On the recording side, given a choice between a studio or live album, I’m going to go for the live version every time. There’s something about a live show’s immediacy and energy that studio records, for all their polish and production goodness, just don’t capture.
Which brings us right back to a bright May morning in 1994, when a baker’s dozen of us jumped into five inflatable boats at Lee’s Ferry for the three-week, 225 river-mile journey to our pullout at Diamond Creek.
Water has some reliable properties, so the trip begins at the bottom of a canyon and stays that way. There are places the walls open to slightly wider vistas – and stretches where the only narrow bands of sky to be found are tightly framed by high walls of ancient red, orange and ochre rock.
Colors change in depth and intensity, moment to moment, from first light until the sun is long gone.
Night has a mystery all its own, including being able to see by starlight.
From soaring edifices to clear water roaring from high rock walls – from tiny, metallic-colored frogs to chunky pink rattlesnakes, the scale and emotional sweep of the place is such that there is simply no adequate way to capture or express the experience of being there…
Except, of course, being there.
The same goes for great rock & roll shows.
Bruce Springsteen made a recent appearance on “The Late Show with Stephen Colbert.” He talked about his new book, did a “show and tell” bit with his well-loved mutt of a Fender Telecaster, and sang an acoustic solo rendition of his soulful tune, “The River.”
There was also a short clip shown of Springsteen onstage from 1979’s “No Nukes” concert at NYC’s Madison Square Garden.
The next morning at breakfast, I grabbed a moment to scope out more of Bruce’s performance from that same show.
It was wildly good stuff, packed with all the energy and masterful stage presence that makes Springsteen the performing legend he is…
But the thing that really had me go “hmmmmm” were shots of the audience.
Because in 1979, nary an iPhone, Android or Galaxy was to be seen between performer and audience.
“Leave your camera at home or you’ll miss the experience because you’ll be seeing it through a view-finder.”
I’ve read about (and spoken to) a number of performers regarding their frustration with the disconnect ubiquitous smart phones cause – almost as if all they see from stage amounts to a sea of rectangular masks.

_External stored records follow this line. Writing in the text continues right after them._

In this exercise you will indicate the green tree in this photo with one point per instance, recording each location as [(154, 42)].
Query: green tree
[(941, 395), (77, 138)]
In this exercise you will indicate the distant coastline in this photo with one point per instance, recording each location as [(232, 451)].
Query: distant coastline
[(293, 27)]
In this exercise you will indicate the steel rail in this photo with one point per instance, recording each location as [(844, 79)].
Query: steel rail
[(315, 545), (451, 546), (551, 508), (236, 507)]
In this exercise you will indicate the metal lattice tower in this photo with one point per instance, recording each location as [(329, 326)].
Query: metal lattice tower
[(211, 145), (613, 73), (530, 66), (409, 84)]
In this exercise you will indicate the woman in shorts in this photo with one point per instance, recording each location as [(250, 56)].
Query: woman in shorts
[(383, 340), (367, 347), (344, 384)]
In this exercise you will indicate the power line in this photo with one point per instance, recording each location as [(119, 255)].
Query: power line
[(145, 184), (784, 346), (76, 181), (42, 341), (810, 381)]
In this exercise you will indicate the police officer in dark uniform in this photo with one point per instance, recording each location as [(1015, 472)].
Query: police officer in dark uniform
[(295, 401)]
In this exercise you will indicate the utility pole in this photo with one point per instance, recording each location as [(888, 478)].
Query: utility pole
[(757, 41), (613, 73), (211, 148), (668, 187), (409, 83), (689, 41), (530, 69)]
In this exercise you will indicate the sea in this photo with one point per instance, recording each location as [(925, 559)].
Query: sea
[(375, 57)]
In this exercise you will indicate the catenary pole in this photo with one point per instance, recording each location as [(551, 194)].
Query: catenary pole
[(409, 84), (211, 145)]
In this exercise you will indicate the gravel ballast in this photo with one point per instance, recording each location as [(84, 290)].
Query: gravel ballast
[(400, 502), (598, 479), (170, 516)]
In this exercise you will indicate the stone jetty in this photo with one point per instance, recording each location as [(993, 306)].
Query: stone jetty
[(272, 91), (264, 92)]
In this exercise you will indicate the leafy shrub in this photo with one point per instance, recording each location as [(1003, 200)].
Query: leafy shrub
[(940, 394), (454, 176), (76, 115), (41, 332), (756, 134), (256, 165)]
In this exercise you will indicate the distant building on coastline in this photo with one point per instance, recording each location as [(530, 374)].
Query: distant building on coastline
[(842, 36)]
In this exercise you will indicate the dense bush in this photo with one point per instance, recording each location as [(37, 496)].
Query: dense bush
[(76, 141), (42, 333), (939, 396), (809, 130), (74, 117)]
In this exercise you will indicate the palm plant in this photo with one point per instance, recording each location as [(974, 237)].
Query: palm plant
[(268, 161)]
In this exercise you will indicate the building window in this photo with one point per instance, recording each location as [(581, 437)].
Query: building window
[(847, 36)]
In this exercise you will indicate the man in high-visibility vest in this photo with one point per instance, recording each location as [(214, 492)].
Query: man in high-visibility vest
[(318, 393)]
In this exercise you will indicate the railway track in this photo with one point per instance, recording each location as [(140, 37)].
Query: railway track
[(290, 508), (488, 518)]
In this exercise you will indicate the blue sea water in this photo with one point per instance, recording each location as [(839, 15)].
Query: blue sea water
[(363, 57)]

And I get that the urge to capture the moment intersecting with the technology to do so is tough to resist.
To Ralph’s point though, there is a difference between capturing the moment and experiencing the moment. In this case the experience I’m talking about is all-in, fully immersed, with no distractions.
I fear that that level of immersion, with technological wonders constantly at our fingertips, is becoming something of a lost art.
By the way, I enjoy my smartphone as much as anyone, and I’m not suggesting walking backwards to simpler, romanticized by-gone days.
Rather, I’m challenging all of us to be conscious about the nature of the of experiences we really – really – want from the moments that make up our lives.
Because the beauty, colors and grandeur (to say nothing of the driving pulse that is the essence of rock & roll) of the real thing is never quite the same on YouTube, phone screens, or even the finest of coffee table books.